Decreta generalia, quibus a legislatore competenti pro communitate legis recipiendae capaci communia feruntur praescripta, proprie sunt leges et reguntur praescriptis canonum de legibus.

Parece-nos pertinente abrir este estudo com um apontamento, ainda que breve, sobre o Título III do Código, "De decretis generalibus et de instructionibus", já que, além de curto (seis cânones apenas, 29-34), veio, no conjunto, a revelar-se de extrema relevância no nosso trabalho, pela relação (ou falta dela, já veremos) entre uns cânones e outros.
Assim, tal título manifesta absoluta novidade relativamente ao CIC 17, propondo-se facilitar a distinção de funções dentro do poder eclesiástico, nomeadamente em matéria de exercício da competência legislativa; colocar "cada macaco no seu galho", um pouco à imagem, de resto, do princípio da separação de poderes consagrado no ordenamento jurídico civil. Este é, aliás, um dos propósitos expressos logo nos Princípios Directivos. Trata-se, em última instância, de garantir uma tutela mais eficaz dos direitos dos fiéis, distinguindo a lei dos actos de governo ordinário da Igreja, isto é, dos actos administrativos, normas ou disposições gerais ditadas pelas autoridades com poder executivo.

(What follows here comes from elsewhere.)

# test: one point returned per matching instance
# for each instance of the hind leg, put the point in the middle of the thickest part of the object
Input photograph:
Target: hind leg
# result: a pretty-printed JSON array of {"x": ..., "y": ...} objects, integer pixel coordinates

Tal anelo obrigaria a uma segunda distinção, entre o legislador e o executor, em ordem a superar promiscuidades do passado, ou seja, um "meter a foice em seara alheia" que esteve, amiúde, na base de quebras de segurança jurídica. Ora, como veremos, essa distinção surge diluída no cân. 29.
Feita esta introdução, passemos ao esmiuçar do texto, cuja fonte é o motu proprio Cum Iuris Canonici de Bento XV (15 de Setembro de 1917). Basicamente, o cân. 29, que trata dos decretos gerais, afirma que estes têm o estatuto e o valor de leis. Possuem as mesmas características e obedecem à mesma disciplina. Por isso, são confiados em princípio ao poder legislativo. Da leitura do texto, deduz-se que o emprego do termo "decreto" nada tira e nada acrescenta à natureza própria das disposições com destinatário abstracto, isto é, por princípio, o decreto geral, como qualquer disposição com o mesmo alcance jurídico emanada da autoridade legislativa, tem estatuto e valor de lei, mesmo se não usa esta designação. Consequentemente, a sua promulgação e os seus efeitos determinam-se a partir do exposto nos câns. 7-22, que tratam das leis eclesiásticas.

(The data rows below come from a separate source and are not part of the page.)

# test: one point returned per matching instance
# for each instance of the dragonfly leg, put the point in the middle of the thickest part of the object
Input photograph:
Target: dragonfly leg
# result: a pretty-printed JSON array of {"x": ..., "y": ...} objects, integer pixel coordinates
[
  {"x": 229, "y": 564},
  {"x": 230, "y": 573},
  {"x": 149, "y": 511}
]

Ora, a grande dificuldade relacionada com este cânone prende-se exactamente com o lugar que o redactor lhe reservou, uma vez que a lógica "mandaria" que ele estivesse anexo ao Título I. Aqui, debate-se, aparentemente, "como peixe fora de água". Antes de desenvolvermos o problema, antecipamos já, pela rama, as duas razões que terão pesado na opção do redactor:
1) a denominação das normas em questão neste título;
2) a função a que chamaria "secundariamente" legislativa do poder executivo, mediante certos requisitos.
Na verdade, tratando o cân.29 das normas formalmente legislativas, admitir-se-ia logicamente que ele coubesse no bloco 7-22, tanto mais que é neste mesmo cân. 29, e não antes, que é - pelo menos vagamente - definida a lei, que são descritos os elementos ou características próprias da noção de norma legislativa, a saber: uma prescrição geral autónoma (= não está ao serviço doutra lei; mas esta nota não é no caso do decreto geral pacífica, vamos ver) com força de lei, dirigida a uma comunidade capaz de se erigir em seu sujeito passivo (tanto pelas qualidades como pela estabilidade que revela) e cujo autor é o legislador competente (ou a autoridade em que expressamente delega esse poder).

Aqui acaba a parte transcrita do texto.